1. Nettoyer les jets de soja.

2. Préparer une cuisson à blanc avec 1 l d’eau, de la farine et un trait de vinaigre. Y plonger les jets et les cuire 2 minutes. Refroidir directement dans des glaçons.

3. Chauffer un peu d’eau avec du vinaigre (pour la cuisson de l’oeuf).

4. Faire fondre 250 g de beurre.

5. Réaliser une mousseline avec trois jaunes d’oeufs. Mouiller la casserole avec de la gueuze Cantillon. Verser les jaunes d’oeufs dans la casserole et mélanger au fouet d’abord hors du feu. Il faut un mélange liquide. Porter sur feu moyen sans cesser de fouetter. Attention aux bords de la casserole, le jaune risque d’y cuire. Incorporer le beurre fondu en continuant à fouetter. Terminer avec du poivre, de la noix de muscade, un trait de vinaigre pour l’acidité et les herbes fraîches.

6. Réserver dans un endroit chaud.

7. Cuire les oeufs dans la casserole d’eau et de vinaigre. Celle-ci doit être frémissante. Cuire délicatement les oeufs 2 par 2 (cuisson 3 à 4 minutes).

8. Réchauffer les jets dans une petite réduction de gueuze avec le reste du beurre (50 g).

9. Dresser les jets au fond de l’assiette avec un peu de jus de cuisson, ajouter deux oeufs par assiette et terminer généreusement avec de la mousseline.

2. Stéphane Diffels, 47 ans, de L’Air de rien, à Fontin

Formé à l'IFAPME, Stéphane Diffels a ouvert son restaurant en 2009, juste après ses études, d'où son style très personnel.
Formé à l’IFAPME, Stéphane Diffels a ouvert son restaurant en 2009, juste après ses études, d’où son style très personnel.© ANTHONY FLORIO

« Je pratique une cuisine de terroir assez brute avec des produits locaux.
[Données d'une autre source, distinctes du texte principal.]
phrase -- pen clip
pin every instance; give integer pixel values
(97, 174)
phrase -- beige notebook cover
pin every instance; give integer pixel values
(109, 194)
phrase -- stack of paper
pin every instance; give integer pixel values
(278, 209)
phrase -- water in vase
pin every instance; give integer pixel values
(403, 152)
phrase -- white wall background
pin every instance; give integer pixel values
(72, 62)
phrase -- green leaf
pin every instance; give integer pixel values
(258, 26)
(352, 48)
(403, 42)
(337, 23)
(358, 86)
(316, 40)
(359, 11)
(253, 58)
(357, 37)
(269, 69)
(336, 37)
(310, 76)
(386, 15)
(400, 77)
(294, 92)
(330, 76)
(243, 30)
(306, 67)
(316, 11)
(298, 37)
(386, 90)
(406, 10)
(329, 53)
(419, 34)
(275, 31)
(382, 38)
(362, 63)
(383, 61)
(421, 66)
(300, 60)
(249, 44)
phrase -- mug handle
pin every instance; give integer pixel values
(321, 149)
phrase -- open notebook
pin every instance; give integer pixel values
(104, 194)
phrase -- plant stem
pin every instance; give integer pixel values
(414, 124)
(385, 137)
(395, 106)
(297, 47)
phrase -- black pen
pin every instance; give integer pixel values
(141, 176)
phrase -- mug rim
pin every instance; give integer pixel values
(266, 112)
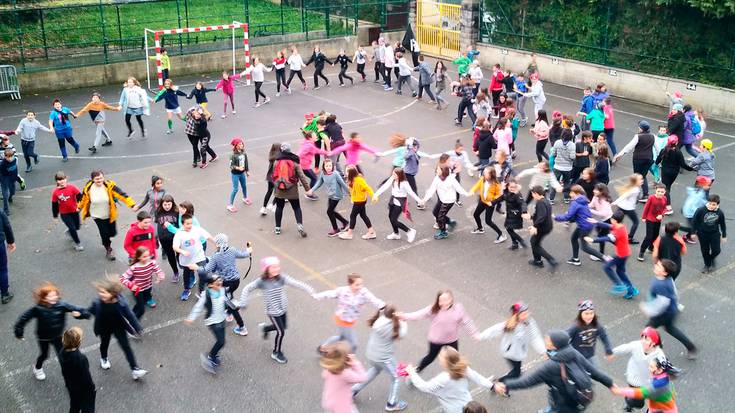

Pour moi, le comble du talent, c’est de parvenir à signer un plat dont les contours simples cachent l’énorme travail en amont. Un peu comme ces sportifs dont les mouvements fluides nous font penser que la discipline qu’ils pratiquent est ultrasimple. L’ordinaire qui s’invente extraordinaire est mon fond de commerce, ce que je fais au quotidien, j’ose croire que c’est même ma signature. En cela, je suis fort inspiré par la cuisine nordique qui fait des miracles avec peu. Je ne revisite pas souvent des classiques du répertoire franco-belge mais cela peut m’arriver, à l’instar du poireau vinaigrette. J’aime aussi les clins d’oeil inattendus. Par exemple, concentrer les sensations et les émotions d’une préparation comme les carbonnades flamandes dans un simple amuse-bouche. J’adore ce jeu d’échelle. La recette de pot-au-feu que je livre est un plat phare de L’Air de rien. Ce sont les diverses cuissons qui font la différence. »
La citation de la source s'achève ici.